藤重貞慶氏((公財)ライオン歯科衛生研究所理事長)の開会挨拶と、伊藤公一氏(日大歯学部特任教授)の座長挨拶の後、基調講演者のJoan Otomo-Corgel氏(アメリカ歯周病学会〔以下、AAP〕前会長)が登壇。「Systemic Implication of Periodontal Disease」と題して、歯周病と全身疾患との関連性を、世界で現在わかっている事実をもとに整理・検討した。取り上げられたのは、アルツハイマー型認知症、糖尿病、心臓病、早産、骨粗しょう症、呼吸器疾患、関節リウマチなどで、特に糖尿病については、歯周病が糖尿病を悪化させ、糖尿病が歯周病を悪化させるという双方向性があるために、歯科介入の重要性が強調された。

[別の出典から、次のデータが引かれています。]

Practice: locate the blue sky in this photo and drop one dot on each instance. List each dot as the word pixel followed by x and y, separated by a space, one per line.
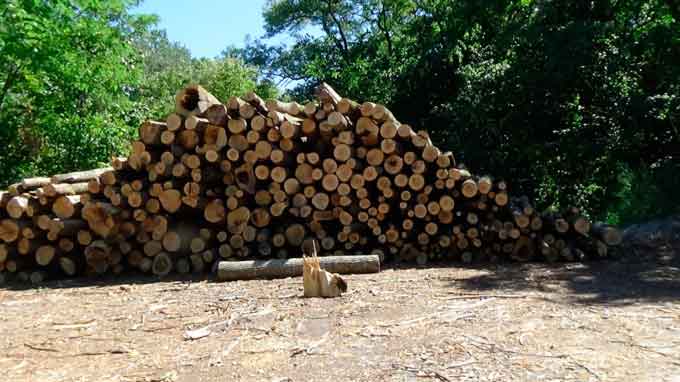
pixel 206 27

 次に、辻 一郎氏(東北大大学院教授)が「健康長寿を支える医科歯科連携」と題して講演。健康寿命を損ねる因子として歯周疾患を挙げ、冠動脈疾患、脳血管疾患、メタボリックシンドローム、認知症、肺炎、糖尿病などの罹患リスクを歯周病が増加させることを提示した。表題の医科歯科連携については、医科と歯科の教育・協働の場の不足と互いの無関心がネックであり、その解消には医科歯科の共同研究の活発化や、かかりつけ医科とかかりつけ歯科の連携が必要と述べた。

 続いて、天野敦雄氏(阪大大学院教授)が「生涯メインテナンスの歯科医療」の題で講演。歯周病発症のメカニズムを通して、P.g.菌をはじめとした歯周病原性細菌の特徴や、バイオフィルムの病原性の変化を解説した。現代の科学では、口腔内の歯周病原性細菌の根絶は不可能であり、歯周病の根治も不可能。だからこそ、生涯メインテナンスが重要だと結んだ。

 その後、「歯科医療の新たな使命と可能性~これからの歯科医院は何を為すべきか~」をテーマに、演者らによるパネル討論が開かれた。パネリストとして谷口威夫氏(長野県開業)、小林和一氏(東京都開業、明海大臨床教授)を迎え、両氏の症例紹介を挟みながら、糖尿病への対応や米国の歯科医療について質疑応答が行われた。